Joint inventions typically arise in one of two ways. In one instance joint ownership can arise for an invention made by two or more persons. If there is no obligation to assign the invention to a single entity, such as the employer of the inventors, ownership of the jointly made invention is jointly held by the two or more inventors. In another instance, joint inventions can arise when two or more companies or other organizations work together on a project. For example, a university and research sponsor may collaborate on a development project, or two or more parties may collaborate on a joint development project. In the absence of an agreement between the parties to the joint activity, inventions and patents resulting from the joint project are jointly owned by the parties. By statute (35 U.S.C.§261, 262), each co-owner of a joint invention or patent can act independently of the others and without accounting to the others. The result of such potential independent action can often thwart the effective utilization or licensing of the jointly owned technology and associated inventions and patents.
It is therefore essential to have a written agreement between the joint owners which sets forth rights and responsibilities of each of the parties. Such an agreement should specify respective ownership interests, responsibility for control of patent filing, prosecution and maintenance activities, sharing of patent expenses, sharing of royalty or other income, management of licensing or other transactions in respect of the jointly owned intellectual property and management of litigation relating to the joint intellectual property. In the absence of an appropriate agreement, each owner could compete with the other co-owners and attempt to separately license or exploit the invention. In addition, no co-owner has any obligation to account to any of the other co-owners with respect to the sharing of income from the jointly owned invention, or otherwise.

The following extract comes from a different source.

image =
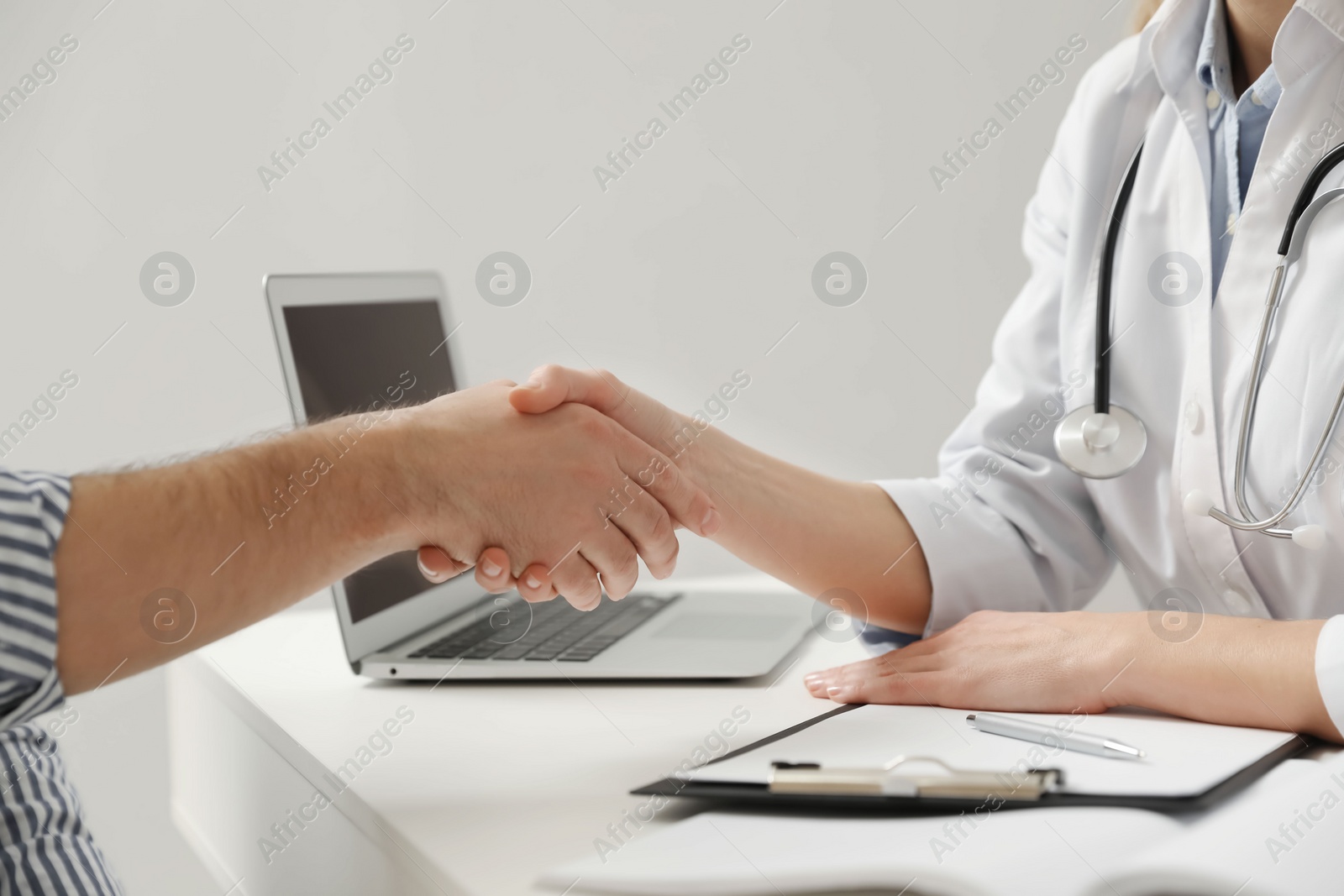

Ownership of an invention and any resulting patent is a matter of state law and any dispute regarding ownership would be a matter for resolution by state court action, unless there is diversity or other federal court jurisdiction. Such disputes often involve interpretation of an agreement to assign invention rights, interpretation of a consulting agreement under which an invention arose, or interpretation of an employment agreement under which an invention is said to have arisen.
A further issue relating to a jointly owned patent arises if there is to be litigation alleging infringement of the joint patent.. All co-owners must jointly sue the infringing party. An agreement among the co-owners may specify that one party can manage such litigation although the other co-owners must usually be named as parties to suit jurisdictional requirements.
Bottom line – have a written agreement with all co-owners.